Timidly popping out of my shell, I saw one of thousands of images I'd never forget. My house, just a pile of rubble. How could anything take down the three bedroom, brick home? My friends’ voices leaked through the cracks of the ruins. Clambering to my feet, I bonded towards the sounds. I began to move the blocks, but slowly, their voices began to subside. And the bricks were becoming heavier than the last. Panic seeped in as I realized I couldn't help them all. ‘My parents,’ I gasped. They had gone to the market to pick up dinner… Would I ever see them again? Hysterical, I ran around the remains of my home and to the street.
The waves had left a distinct trail of destruction. Others’ homes looked like mine, piles of crushed memories. Staggering in the street were the living dead. Their skin was peeling off in large chunks, reminiscent of zombies. Their moans only added to the effect. Randomly scattered, lifeless bodies tripped those not watching their step. Terrified, I took off. Keeping my face down, I just ran. In only a few minutes, I was caught in the current of car horns, shrieks, and shoving. Moving with the crowd, I saw shadows on buildings, but no people to cast them.
I crossed a bridge and stumbled into the park. The murky river was full of living and the dead. They drifted as one, and men along the banks fished them out to be buried. The sight was too much for me. I trotted deeper into the park, and fell face first into the grass.

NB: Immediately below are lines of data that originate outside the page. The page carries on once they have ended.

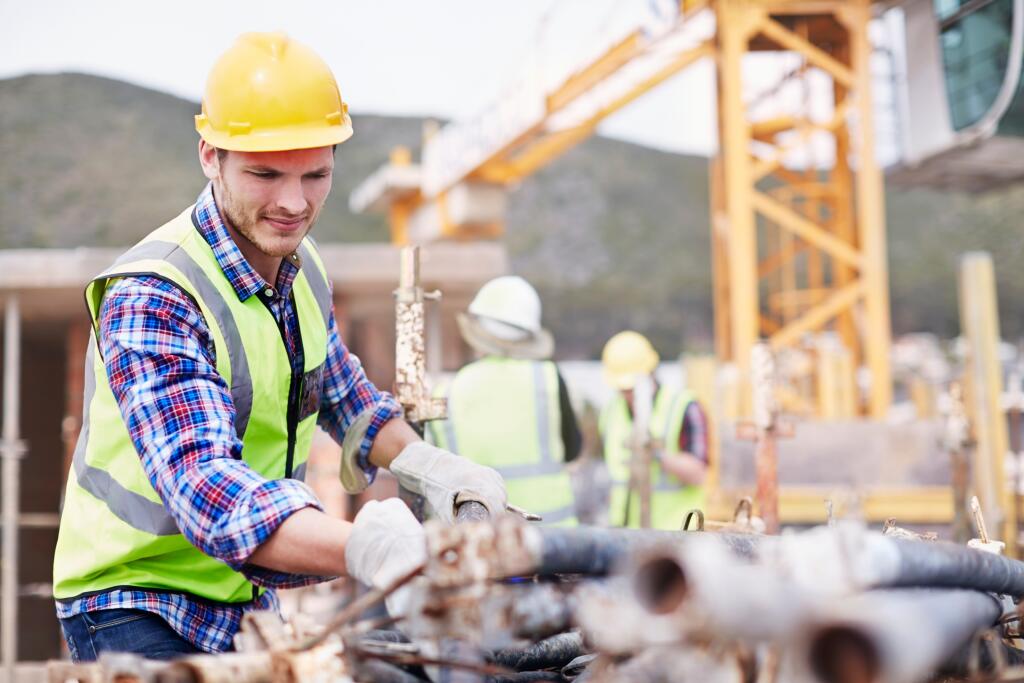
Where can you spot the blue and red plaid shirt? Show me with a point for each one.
(160, 361)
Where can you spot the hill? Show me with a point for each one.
(613, 235)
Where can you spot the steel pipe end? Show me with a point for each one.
(844, 653)
(659, 584)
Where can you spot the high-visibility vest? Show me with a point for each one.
(505, 413)
(115, 530)
(670, 499)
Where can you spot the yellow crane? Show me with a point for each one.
(798, 250)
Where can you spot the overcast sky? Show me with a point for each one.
(448, 58)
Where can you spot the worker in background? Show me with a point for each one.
(510, 410)
(214, 356)
(678, 427)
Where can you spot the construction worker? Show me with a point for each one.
(678, 430)
(510, 410)
(214, 356)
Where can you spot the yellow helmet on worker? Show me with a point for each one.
(270, 93)
(627, 357)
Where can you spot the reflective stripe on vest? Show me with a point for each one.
(522, 443)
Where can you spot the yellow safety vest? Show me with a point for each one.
(670, 499)
(115, 530)
(505, 413)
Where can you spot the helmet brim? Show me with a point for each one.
(276, 140)
(539, 346)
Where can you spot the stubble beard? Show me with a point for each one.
(246, 222)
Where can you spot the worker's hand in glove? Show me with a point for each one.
(386, 543)
(445, 479)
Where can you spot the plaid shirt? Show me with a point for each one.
(160, 361)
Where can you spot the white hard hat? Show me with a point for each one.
(511, 300)
(504, 318)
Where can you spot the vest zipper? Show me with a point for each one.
(293, 413)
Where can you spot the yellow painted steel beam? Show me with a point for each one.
(921, 505)
(587, 78)
(735, 24)
(766, 167)
(815, 317)
(540, 151)
(791, 41)
(806, 229)
(980, 324)
(870, 214)
(537, 154)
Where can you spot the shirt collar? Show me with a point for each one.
(243, 276)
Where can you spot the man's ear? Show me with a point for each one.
(208, 160)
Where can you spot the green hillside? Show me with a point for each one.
(613, 235)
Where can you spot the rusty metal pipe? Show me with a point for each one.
(847, 559)
(700, 591)
(895, 636)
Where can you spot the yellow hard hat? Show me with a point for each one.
(270, 93)
(627, 357)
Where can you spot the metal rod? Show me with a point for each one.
(10, 452)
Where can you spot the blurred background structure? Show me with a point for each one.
(855, 201)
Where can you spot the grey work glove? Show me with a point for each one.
(444, 480)
(386, 543)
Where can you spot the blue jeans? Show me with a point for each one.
(134, 631)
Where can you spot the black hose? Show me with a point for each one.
(528, 677)
(375, 671)
(597, 551)
(548, 653)
(949, 565)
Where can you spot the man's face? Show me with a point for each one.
(272, 199)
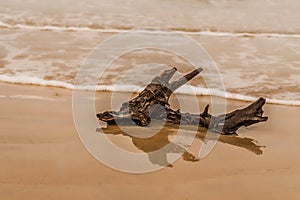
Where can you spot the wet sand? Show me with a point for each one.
(42, 156)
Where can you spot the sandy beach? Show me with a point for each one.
(42, 157)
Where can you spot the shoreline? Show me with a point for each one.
(43, 156)
(199, 92)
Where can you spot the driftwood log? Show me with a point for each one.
(152, 103)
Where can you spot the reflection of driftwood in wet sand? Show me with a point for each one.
(152, 103)
(150, 145)
(160, 140)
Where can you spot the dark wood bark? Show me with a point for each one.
(152, 102)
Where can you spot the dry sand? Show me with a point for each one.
(42, 157)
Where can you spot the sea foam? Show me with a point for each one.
(186, 89)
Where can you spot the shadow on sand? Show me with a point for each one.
(161, 141)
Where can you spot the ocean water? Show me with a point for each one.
(255, 44)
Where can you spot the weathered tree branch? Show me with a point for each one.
(152, 102)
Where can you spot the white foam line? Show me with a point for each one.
(30, 97)
(189, 90)
(208, 33)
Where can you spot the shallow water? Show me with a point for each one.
(255, 44)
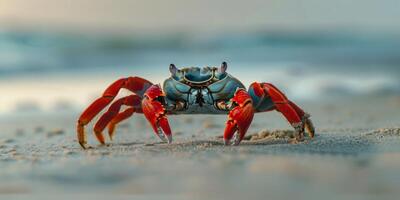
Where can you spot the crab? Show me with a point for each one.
(192, 90)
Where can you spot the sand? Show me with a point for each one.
(355, 155)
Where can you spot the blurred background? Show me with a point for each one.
(339, 60)
(59, 55)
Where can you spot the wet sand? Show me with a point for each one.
(355, 155)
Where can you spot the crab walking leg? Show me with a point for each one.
(131, 100)
(136, 85)
(119, 118)
(267, 97)
(154, 111)
(239, 118)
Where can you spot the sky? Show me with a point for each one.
(205, 15)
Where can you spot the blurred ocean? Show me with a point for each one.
(54, 71)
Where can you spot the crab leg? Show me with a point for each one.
(131, 100)
(267, 97)
(119, 118)
(153, 108)
(136, 85)
(239, 118)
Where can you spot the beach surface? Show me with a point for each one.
(355, 155)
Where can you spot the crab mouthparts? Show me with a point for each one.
(161, 133)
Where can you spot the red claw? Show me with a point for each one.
(153, 109)
(239, 118)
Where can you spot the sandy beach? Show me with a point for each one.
(355, 155)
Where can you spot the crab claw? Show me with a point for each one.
(153, 108)
(239, 118)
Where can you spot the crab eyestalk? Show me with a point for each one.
(239, 118)
(154, 110)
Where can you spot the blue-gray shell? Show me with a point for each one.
(223, 89)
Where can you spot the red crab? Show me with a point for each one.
(192, 90)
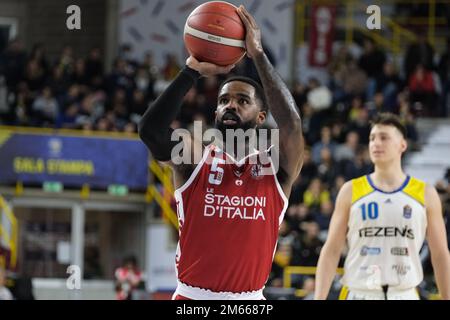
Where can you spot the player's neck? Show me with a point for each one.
(235, 150)
(388, 177)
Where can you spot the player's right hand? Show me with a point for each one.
(207, 69)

Pain soaked in. I understood why those poor souls jumped into the river. It burned so much. I’d rather die than endure it… My skin felt as though it would peal off in mass with one wrong touch. My eyes bulged, and everything became unfocused. I felt dizzy. All sounds were blocked out. The crying, the screaming. All but one. Drip. Drip.
With my remaining strength, I crawled through the bushes, and discovered a leaking water fountain, trickling onto a slab of stone. Positioning myself underneath it, I let the water fall upon me. My eyes became weights, and I drifted into a sound slumber.

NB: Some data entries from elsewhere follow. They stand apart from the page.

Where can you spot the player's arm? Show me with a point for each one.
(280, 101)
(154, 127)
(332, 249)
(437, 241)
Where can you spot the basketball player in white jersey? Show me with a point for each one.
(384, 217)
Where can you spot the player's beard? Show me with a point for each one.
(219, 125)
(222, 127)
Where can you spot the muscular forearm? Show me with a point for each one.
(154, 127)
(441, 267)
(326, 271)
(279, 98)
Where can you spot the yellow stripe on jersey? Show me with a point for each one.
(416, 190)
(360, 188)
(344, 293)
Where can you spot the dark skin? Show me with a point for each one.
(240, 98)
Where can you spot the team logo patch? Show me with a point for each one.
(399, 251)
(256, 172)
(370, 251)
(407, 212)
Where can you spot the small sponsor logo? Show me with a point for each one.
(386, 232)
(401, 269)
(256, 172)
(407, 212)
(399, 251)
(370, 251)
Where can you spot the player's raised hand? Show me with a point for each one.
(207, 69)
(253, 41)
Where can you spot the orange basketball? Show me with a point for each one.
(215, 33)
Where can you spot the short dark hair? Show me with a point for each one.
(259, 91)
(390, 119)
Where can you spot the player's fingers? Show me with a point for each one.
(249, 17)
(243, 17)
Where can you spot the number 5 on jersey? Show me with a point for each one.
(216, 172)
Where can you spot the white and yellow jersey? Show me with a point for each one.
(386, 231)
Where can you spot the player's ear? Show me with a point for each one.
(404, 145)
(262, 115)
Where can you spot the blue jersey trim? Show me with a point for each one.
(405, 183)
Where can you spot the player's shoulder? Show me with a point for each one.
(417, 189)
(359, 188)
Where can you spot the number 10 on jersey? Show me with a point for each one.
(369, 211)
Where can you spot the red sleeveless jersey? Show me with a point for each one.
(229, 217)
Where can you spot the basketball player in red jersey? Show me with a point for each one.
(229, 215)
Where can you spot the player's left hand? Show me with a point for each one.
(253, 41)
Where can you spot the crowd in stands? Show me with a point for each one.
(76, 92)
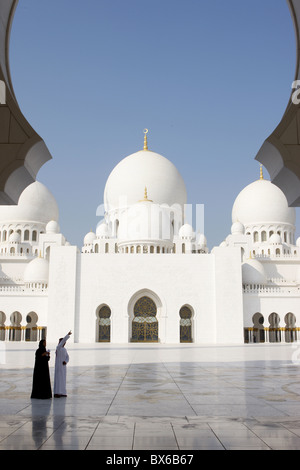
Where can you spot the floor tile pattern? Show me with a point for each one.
(130, 398)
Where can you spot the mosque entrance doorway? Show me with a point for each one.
(185, 325)
(144, 323)
(103, 324)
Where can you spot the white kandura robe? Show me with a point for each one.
(60, 371)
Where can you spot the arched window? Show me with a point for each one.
(144, 323)
(258, 328)
(185, 325)
(31, 327)
(2, 92)
(290, 328)
(15, 330)
(274, 330)
(2, 326)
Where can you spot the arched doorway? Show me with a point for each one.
(2, 326)
(274, 330)
(31, 332)
(185, 314)
(290, 328)
(103, 324)
(144, 323)
(15, 331)
(258, 328)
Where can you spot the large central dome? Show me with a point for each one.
(144, 169)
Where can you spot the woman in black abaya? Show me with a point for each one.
(41, 386)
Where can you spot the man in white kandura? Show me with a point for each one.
(60, 373)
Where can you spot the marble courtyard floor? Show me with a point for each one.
(155, 397)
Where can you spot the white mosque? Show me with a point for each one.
(145, 275)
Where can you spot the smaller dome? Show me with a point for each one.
(89, 238)
(237, 228)
(37, 271)
(102, 231)
(275, 239)
(14, 237)
(253, 272)
(52, 227)
(186, 231)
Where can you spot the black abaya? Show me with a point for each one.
(41, 386)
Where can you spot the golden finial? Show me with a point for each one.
(145, 139)
(145, 196)
(261, 173)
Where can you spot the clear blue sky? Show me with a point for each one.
(209, 79)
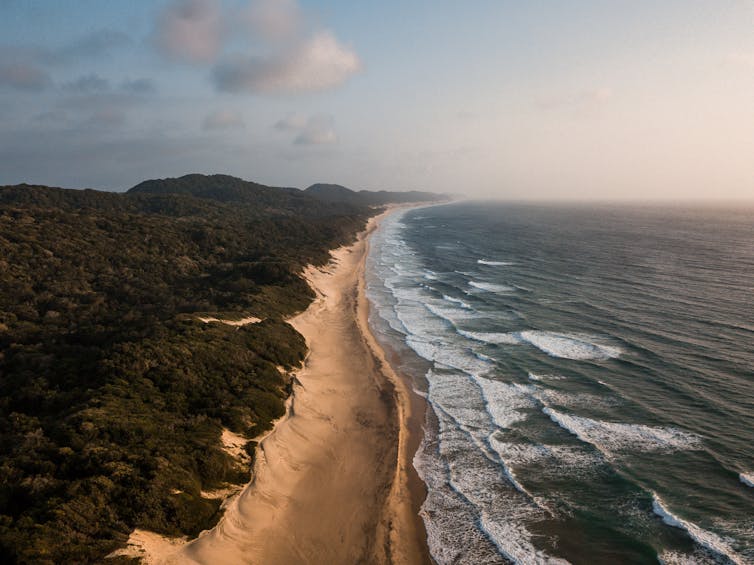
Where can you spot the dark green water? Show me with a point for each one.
(589, 374)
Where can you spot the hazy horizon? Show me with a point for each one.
(626, 102)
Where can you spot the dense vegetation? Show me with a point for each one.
(113, 395)
(336, 193)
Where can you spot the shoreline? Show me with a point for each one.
(351, 418)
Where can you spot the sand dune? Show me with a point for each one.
(333, 481)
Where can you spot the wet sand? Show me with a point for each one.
(333, 482)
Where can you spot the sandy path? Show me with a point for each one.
(332, 481)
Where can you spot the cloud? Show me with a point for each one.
(223, 120)
(96, 43)
(23, 76)
(583, 101)
(107, 118)
(87, 84)
(315, 64)
(292, 122)
(314, 130)
(138, 86)
(190, 30)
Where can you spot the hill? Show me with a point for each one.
(338, 193)
(113, 393)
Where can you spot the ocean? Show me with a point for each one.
(589, 378)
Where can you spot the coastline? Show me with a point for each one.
(333, 481)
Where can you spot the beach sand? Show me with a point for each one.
(333, 482)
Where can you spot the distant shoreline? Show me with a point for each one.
(334, 480)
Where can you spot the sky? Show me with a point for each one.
(535, 99)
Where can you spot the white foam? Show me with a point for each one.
(457, 301)
(539, 378)
(494, 263)
(502, 513)
(550, 396)
(451, 313)
(552, 460)
(491, 287)
(505, 402)
(676, 558)
(614, 437)
(708, 540)
(564, 346)
(493, 338)
(570, 346)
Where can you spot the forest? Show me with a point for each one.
(113, 395)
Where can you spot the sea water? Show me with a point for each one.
(588, 375)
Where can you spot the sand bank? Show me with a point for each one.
(333, 482)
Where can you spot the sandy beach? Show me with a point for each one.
(333, 482)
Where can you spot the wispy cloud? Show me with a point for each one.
(24, 76)
(190, 30)
(138, 86)
(86, 84)
(313, 130)
(585, 100)
(275, 52)
(223, 120)
(95, 43)
(318, 63)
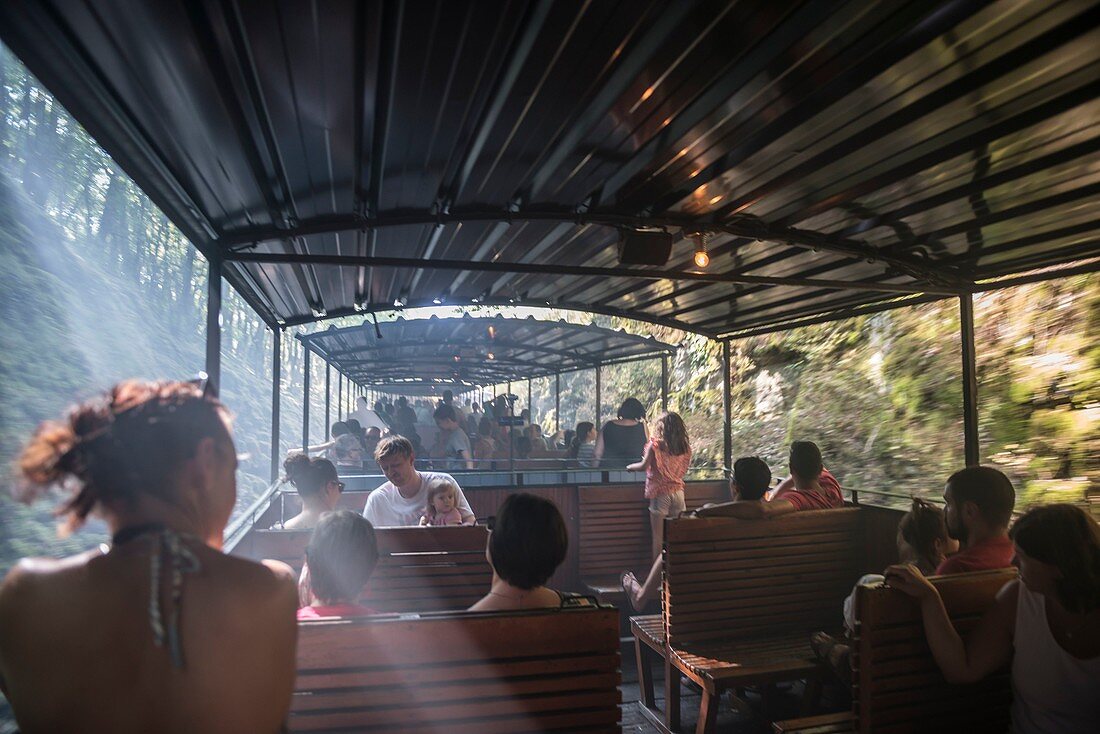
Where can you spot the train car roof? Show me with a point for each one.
(343, 157)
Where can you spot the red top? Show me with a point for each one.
(826, 499)
(666, 474)
(334, 610)
(985, 556)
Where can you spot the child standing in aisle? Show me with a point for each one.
(666, 461)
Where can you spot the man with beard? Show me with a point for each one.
(979, 502)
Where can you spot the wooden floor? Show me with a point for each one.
(749, 721)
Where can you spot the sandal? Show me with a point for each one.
(630, 587)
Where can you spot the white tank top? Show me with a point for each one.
(1053, 691)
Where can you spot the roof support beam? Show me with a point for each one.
(582, 271)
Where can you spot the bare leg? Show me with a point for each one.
(641, 593)
(657, 528)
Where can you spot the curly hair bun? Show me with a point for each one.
(296, 467)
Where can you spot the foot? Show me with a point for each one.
(633, 590)
(822, 645)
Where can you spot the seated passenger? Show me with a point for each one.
(160, 631)
(922, 540)
(810, 486)
(979, 502)
(1046, 623)
(527, 543)
(441, 508)
(748, 485)
(402, 500)
(341, 556)
(318, 485)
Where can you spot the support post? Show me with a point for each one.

Coming in and out of consciousness, I captured shots of burly men carrying me, a hospital room, and finally, an orphanage.”

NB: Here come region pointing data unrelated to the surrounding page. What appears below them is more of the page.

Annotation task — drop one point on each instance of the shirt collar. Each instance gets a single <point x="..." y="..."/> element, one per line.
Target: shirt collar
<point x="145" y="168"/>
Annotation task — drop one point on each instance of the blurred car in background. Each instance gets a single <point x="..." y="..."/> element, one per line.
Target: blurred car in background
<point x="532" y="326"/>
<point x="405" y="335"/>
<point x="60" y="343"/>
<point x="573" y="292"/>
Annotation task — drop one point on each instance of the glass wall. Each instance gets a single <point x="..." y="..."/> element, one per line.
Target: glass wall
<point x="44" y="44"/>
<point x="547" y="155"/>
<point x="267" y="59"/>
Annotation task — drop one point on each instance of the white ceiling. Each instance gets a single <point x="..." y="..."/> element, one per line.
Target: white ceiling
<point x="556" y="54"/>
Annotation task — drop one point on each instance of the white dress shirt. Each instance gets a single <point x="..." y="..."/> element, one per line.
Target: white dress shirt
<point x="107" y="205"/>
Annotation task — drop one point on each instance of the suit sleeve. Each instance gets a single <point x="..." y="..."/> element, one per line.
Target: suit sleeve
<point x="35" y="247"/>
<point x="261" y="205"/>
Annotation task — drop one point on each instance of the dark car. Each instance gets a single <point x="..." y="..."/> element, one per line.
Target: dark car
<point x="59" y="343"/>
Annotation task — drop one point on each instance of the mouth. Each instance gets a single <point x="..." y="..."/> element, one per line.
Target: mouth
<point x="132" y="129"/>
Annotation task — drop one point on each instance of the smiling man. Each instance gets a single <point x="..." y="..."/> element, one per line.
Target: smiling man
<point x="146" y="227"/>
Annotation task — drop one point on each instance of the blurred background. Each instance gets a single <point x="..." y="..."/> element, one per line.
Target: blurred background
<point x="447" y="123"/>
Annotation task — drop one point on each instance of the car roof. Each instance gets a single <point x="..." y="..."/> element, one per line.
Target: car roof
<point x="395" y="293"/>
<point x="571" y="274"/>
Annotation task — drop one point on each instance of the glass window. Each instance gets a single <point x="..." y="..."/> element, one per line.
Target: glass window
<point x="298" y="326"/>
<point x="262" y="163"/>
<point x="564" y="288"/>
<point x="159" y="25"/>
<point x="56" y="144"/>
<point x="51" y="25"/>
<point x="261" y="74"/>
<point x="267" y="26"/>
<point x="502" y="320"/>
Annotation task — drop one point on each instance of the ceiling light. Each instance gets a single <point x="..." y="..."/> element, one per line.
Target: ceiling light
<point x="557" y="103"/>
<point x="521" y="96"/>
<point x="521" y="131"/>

The reporter looks out the floor to ceiling windows to see the hypocenter looming out of the haze, a painful reminder of the city’s history. The older man has a tear forming in the corner of his eye, and lets out a sore cough. His face is rough and many scars crisscross along the left side. They continue down his shirt.
"Did you ever find your parents?" the reporter asks, trying to break the ice.
The reporter is lost for words. He doesn’t know what to do. So deeply immersed into the history of the bombing, he had missed his flight home. The older Japanese man stares at the reporter blankly, remembering.
"Well Mr. Saki, I think that's a wrap." He begins to get up, but feels a frail hand touch his shoulder. Turning, he sees Mr. Saki looking him straight in the eye.
“Remember... Remember and learn." He says hoarsely. Coughing, he hobbles away.